This was the first time I had done a webinar for real. Having had the trial run on the Friday, I was excited to be particpating in this session and it started inauspiciously with the PC failing to run Blackboard Collaborate, even though it worked on the PC on the Friday. I managed to get another PC to work and got myself set up for the session to start.
In this session, there was no video and the only people allowed to talk were the presenters and moderators, any questions had to be done through the chatroom. This I found strange and whilst I understand that not everyone would have a webcam, I thought the presenters would. It got even more strange when I figured that the moderators were controlling the presentation slides rather than the speaker.
The session started with Ian Briggs from Walsall College talking about how they use Sharepoint to market their library services. They still have their VLE pages for students to use too and quite a few people wondered whether
- this was confusing for the students
- if there was a need to use both, as delegates thought there would be a lot of duplication
It was explained that Sharepoint was used to specifically market certain things to students, whereas the VLE contained wider information.
The second session Jane Parker gave an overview of New College Nottingham Learning Centre's Facebook project. Firstly students were asked what social media they would look at and Facebook came out top, which is why it was used. The most illuminating aspect of this project for me was that links are put onto Facebook about things that are subject specific, so if something has happened that students may want to read about (the death of Whitney Houston was used as an example), the Facebook page links to stories about that. I'd never thought about doing that, our Facebook page is used to say what is happening in the LRC but I think we could extend this to promote our electronic resources by linking to information of interest.
The next session was by Hazel Tickle at Wigan & Leigh College, talking about the use of Kindles and iPads. The Kindles are loaned for a week and students need to pay a refundable £5.00 deposit. Kindles are used to promote e-books with a wide variety being available. They can be voice activated and have a screen reader enhancement making them suitable for visually impaired students.

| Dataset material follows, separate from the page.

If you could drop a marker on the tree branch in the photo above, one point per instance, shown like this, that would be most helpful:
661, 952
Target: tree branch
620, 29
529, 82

I didn't know this and it is something that I will need to follow up in the quest to promote our Kindles more. The iPads can use the Kindle app and ebrary to help promote e-books but they also have educational apps on them. These are loaned out for 1.5 hours at a time to students.
Sadly at this point technical issues got in the way, the next presenter's sound was muffled making it difficult to hear and the final presenter's sound give up completely. It was therefore a rather mixed session. I found it very useful and have got some good ideas from it but it also shows that sometimes technology can be a hindrance rather than a help. There is a wiki page with information about the webinar.